Nonetheless, commentators said they believed the worst may soon be over as the vaccine programme gradually allows the UK economy to reopen.
“Overall, we think employment is getting close to its trough,” said Ruth Gregory, senior UK economist at Capital Economics. “We still expect the unemployment rate to rise to 6% by early 2022, but the bulk of that will be driven by those who left the labour force returning, rather than people losing their jobs.”
It echoes projections from the government’s fiscal watchdog, the Office for Budget Responsibility, which has forecast that the unemployment rate will peak at 6.5% this year instead of the 11.9% predicted last July.
Unemployment stayed generally stable in January despite further national lockdowns. On some weekly or monthly measures, joblessness actually fell a little to just below 5%, despite the compulsory closure of large swathes of the hospitality industry at the beginning of the year.
This is thanks to two factors – the fact that five million people are on the furlough scheme and the fact that employers have become better adapted to lockdowns.
The ONS also tried to assess just how many foreign workers left the UK last year. While some estimates had put the fall at over one million, the ONS suggested the fall was around 180,000, or the same as the population of the city of Portsmouth.
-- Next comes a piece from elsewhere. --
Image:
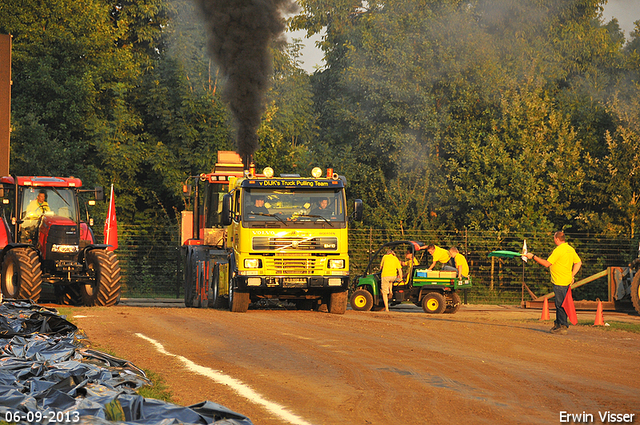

That is entirely the result of EU workers leaving the UK. The number of non-EU workers actually increased a little during the pandemic.
Becky O’Connor, head of pensions and savings at Interactive Investor, said the latest data showed “chinks of light” but that the impact of the crisis would be felt for some time to come.
“Even as work opportunities return, people who have lost their jobs or part of their income will need continued support as the economy opens back up.
“If the doors to work reopen for those people, their decimated personal finances from a year of lost income will take far longer to get back off the ground.”
According to official figures, the UK economy shrank by 2.9% in January amid the third lockdown, but the drop was much smaller than expected, suggesting businesses have adapted to trading in lockdown.
It has added to growing expectations that the recovery will be stronger than previously expected, although last week the Bank of England cautioned that the outlook remained “unusually uncertain”.